Brendon Allan Flanagan 2011
P By The Sea V0
Starting at the letter P (graffiti) head up and to the right via the small flake and drill hole tapping out on top.
Brendon Allan Flanagan 2011
Hold On Sailor V2
Start under the bulge between P By The Sea and Letterbox Crack. Only using the holds on that face mantle up and on to the skinny ledge at the top of the bulge.
Ranger Dave, 2012
Letterbox Crack V0
Follow the crack up using the vertical pockets. Finish by tapping out at the top of the line.
Brendon Allan Flanagan 2011
Practice Your Mantle V2
Between LC and the second drill hole, mantle the small overhang. Very balancy.
Brendon Allan Flanagan 2011
Grasping For The Wind V2
Sit star using first vertical crack line just left of the scoop (Practice Your Mantle). Make your way up using the smooth arete to your left. Top out without moving to far left (where the easy holds are).
Ranger Dave, 2012
* * Rock The Boat V3
Sit start at second crack just left of the scoop. Dog leg up and left via big horizontal crack. Use angled cracks staying as close to Grasping For The Wind as possible, while not using its arete. Love the side pull and top out with final solid ledge hold.

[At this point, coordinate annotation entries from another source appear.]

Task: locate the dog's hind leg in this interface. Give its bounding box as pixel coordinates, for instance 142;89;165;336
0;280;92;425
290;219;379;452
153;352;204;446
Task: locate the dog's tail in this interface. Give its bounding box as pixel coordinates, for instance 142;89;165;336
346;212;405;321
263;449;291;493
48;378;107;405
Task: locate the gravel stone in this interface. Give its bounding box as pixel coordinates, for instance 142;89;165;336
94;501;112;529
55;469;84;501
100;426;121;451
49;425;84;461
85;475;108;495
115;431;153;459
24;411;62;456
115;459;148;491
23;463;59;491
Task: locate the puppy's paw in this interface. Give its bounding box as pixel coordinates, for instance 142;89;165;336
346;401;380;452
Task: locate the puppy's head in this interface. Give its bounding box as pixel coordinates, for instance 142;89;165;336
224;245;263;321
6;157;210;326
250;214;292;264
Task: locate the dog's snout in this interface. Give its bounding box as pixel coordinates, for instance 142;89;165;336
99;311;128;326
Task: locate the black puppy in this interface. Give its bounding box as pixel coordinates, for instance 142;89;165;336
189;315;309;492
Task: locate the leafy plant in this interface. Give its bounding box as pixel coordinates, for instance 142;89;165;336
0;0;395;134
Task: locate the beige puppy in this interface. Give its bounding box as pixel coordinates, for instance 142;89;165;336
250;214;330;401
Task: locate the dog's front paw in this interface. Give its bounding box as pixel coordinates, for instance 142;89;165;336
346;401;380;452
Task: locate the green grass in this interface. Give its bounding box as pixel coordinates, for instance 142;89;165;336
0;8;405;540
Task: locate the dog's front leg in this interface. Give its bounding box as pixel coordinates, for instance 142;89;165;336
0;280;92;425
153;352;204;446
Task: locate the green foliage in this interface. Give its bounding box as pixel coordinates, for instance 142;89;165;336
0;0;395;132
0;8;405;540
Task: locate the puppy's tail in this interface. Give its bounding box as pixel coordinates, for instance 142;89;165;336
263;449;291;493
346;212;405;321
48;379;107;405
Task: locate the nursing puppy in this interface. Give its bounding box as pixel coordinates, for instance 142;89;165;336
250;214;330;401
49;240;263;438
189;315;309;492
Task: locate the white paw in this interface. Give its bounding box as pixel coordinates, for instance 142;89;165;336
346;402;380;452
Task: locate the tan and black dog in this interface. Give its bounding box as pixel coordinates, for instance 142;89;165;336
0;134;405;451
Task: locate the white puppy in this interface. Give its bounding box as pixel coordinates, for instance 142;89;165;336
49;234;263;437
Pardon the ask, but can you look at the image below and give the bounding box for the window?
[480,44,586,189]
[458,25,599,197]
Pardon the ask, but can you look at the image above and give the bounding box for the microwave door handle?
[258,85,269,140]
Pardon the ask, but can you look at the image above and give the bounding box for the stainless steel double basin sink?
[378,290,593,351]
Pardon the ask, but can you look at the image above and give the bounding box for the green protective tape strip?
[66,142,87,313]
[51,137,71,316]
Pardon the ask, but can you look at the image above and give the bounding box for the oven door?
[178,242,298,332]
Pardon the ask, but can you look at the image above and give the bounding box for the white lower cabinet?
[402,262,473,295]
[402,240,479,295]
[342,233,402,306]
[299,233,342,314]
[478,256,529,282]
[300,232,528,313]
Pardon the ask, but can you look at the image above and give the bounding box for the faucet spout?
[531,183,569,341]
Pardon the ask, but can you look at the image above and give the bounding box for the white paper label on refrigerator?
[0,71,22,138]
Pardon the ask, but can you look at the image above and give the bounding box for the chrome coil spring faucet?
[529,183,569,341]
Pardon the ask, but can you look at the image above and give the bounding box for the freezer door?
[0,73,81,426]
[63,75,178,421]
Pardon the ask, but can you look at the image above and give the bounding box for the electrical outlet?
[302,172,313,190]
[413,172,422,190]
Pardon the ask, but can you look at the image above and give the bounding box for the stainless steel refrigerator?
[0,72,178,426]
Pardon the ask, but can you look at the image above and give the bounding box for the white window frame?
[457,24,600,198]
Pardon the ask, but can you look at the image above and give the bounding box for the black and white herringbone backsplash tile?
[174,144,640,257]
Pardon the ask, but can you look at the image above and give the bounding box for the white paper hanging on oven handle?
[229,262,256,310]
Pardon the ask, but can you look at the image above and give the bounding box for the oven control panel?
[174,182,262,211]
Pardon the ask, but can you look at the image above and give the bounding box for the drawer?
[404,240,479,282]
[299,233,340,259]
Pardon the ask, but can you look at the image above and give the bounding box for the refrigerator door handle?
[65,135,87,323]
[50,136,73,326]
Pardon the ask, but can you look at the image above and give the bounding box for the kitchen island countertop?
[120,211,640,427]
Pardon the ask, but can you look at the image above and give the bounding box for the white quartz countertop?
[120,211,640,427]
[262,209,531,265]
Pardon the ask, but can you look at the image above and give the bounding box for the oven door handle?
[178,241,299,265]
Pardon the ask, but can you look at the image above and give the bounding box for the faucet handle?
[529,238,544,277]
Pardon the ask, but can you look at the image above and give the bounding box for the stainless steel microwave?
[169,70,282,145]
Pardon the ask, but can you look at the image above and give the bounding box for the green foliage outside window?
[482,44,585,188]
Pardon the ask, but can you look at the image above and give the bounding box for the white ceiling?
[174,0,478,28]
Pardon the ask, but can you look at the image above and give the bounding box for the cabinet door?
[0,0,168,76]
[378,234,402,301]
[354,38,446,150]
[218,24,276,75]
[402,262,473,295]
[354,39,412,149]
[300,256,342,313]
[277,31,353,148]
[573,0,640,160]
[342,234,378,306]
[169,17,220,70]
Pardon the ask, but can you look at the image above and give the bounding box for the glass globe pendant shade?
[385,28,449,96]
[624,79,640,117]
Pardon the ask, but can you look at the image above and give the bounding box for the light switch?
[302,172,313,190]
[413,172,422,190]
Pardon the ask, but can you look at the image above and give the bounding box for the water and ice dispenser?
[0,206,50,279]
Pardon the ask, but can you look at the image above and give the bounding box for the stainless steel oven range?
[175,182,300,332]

Keep your eyes open for possible dyno and sneaky toe jam!
Ranger Dave, 2012
Practice Your Mantle Part 2 V0
Starting 1 meter to the left of the third dill hole, place your feet on the massive break and mantle. Excellent mantle practice for the beginner.
Brendon Allan Flanagan 2011
Practice Your Mantle Part 3 V0-
Start 1 meter left of PYMP2. The perfect mantle for the beginner who's never done one before.

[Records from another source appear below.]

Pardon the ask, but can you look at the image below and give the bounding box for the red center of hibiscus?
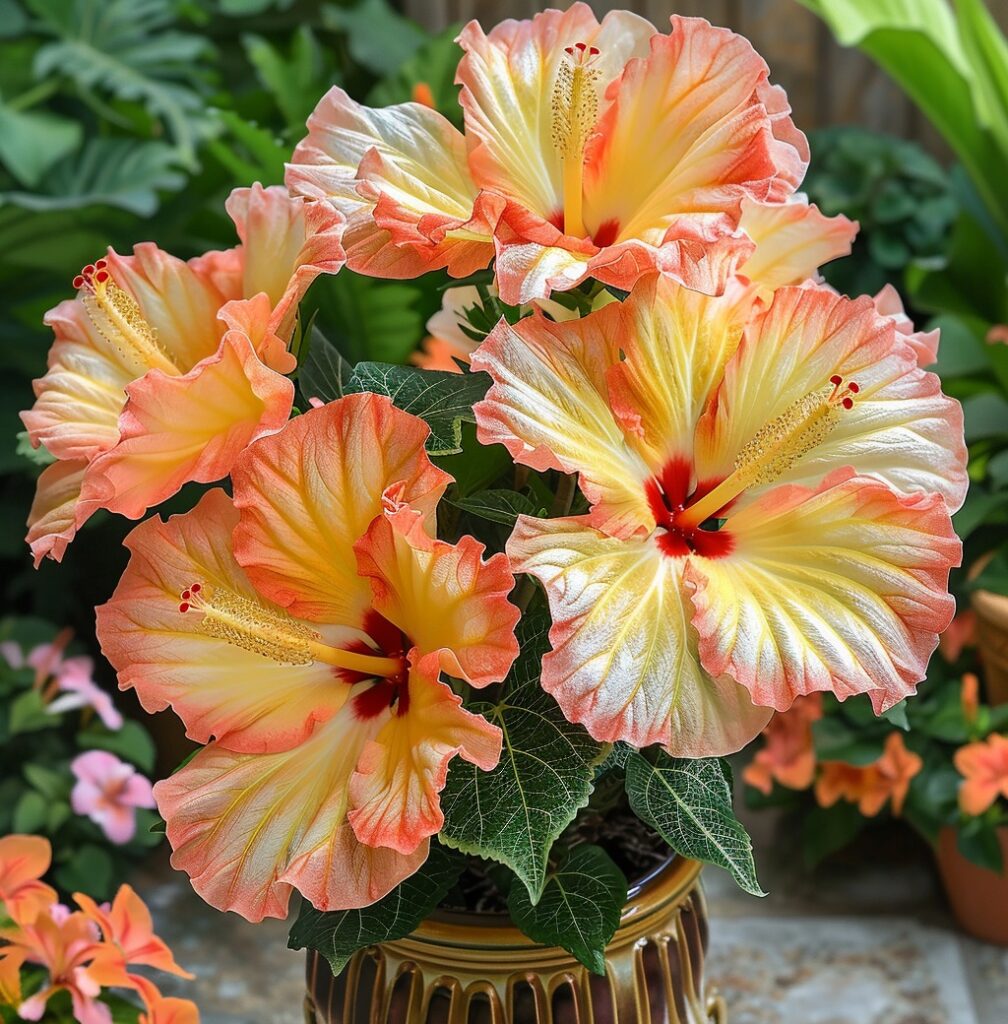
[644,458,734,558]
[334,610,413,719]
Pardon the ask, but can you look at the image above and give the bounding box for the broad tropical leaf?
[440,614,602,903]
[287,843,464,974]
[507,845,627,975]
[626,751,765,896]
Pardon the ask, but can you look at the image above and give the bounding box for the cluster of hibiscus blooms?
[0,836,200,1024]
[24,3,967,920]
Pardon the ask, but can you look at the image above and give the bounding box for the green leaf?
[77,720,157,772]
[812,705,885,765]
[368,25,462,123]
[440,613,602,903]
[13,790,48,835]
[347,362,490,455]
[242,25,334,131]
[313,273,424,362]
[287,843,464,974]
[802,801,868,867]
[451,489,543,526]
[507,845,627,975]
[323,0,427,75]
[0,102,83,188]
[28,0,213,167]
[7,689,59,736]
[801,0,1008,232]
[297,325,353,401]
[207,111,291,185]
[0,138,185,216]
[626,751,766,896]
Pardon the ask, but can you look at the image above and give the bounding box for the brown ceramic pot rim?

Brendon Allan Flanagan 2011
Crimp And Save V3
Start just right of Perfect Flake, but no touchy! In fact try and avoid the big horizontal line of holds just about head level. Move straight up via sweet balancing start. Just to avoid temptation, there are only 5 useable holds for this V3. Less is Best!
Ranger Dave, 2012
Perfect Flake V0
The name of the climb says it all. Up the flake via some lay back and foot jamming action.

Kung Fu Captin Wall

Easy Up V1
First Climb on the right as the wall starts to take shape. Slab style, with some deceptive, flakey holds. Move up and to the left to finish along obvious ledge. Good for a warm up or cool down.
Ranger Dave, 2012
Piked From The Start V1
Inspired by a Pike - 'flying through the air with both legs and arms pointed in one direction" Lay back the first move just left of Easy Up and move straight up to end slightly left along sandy ledge. Fun moves.
Ranger Dave, 2012
* * Monkey Magic V2
Regardless of whether you have been "born from an egg on a mountain top" You'll no doubt enjoy this problem. Start on the face covered in features, which juts out the most. Move straight up the defined holds to the same sandy ledge that Easy Up and Piked From The Start finish on (right above you). For best Kung Fu practice climb back down in reverse. No using magic clouds...
Ranger Dave, 2012
* Crane Style
Starting just left of Monkey Magic, on the wall right of the obvious vertical crack line (Fingers Full of Steel), Use the angled crimpers, while avoiding the holds of Monkey Magic and climb up the face, scarce with holds. Finish with both hands on the sandy ledge common to the other climbs. Completed Sept 9 2012 using the bottom hold of Monkey Magic.
Ranger Dave, 2012
Fingers Full of Steel V1
Start in the Vertical Crack and use it to get up and under the chossy roof. Use the crack all the way for best results.
Ranger Dave, 2012
High Knee
Sit start on wall just left of the vertical crack line. Without using the crack move up and under chossy roof. Balance required!
Ranger Dave, 2012
* * Bruce Lee V4
Super fun, challenging climb. Sit start left of vertical drill line, using two gaping holes. Move right and up to finish with your head touching the manky roof. Pivoting, smears, laybacks and slaps makes this a truly intricate, technical climb.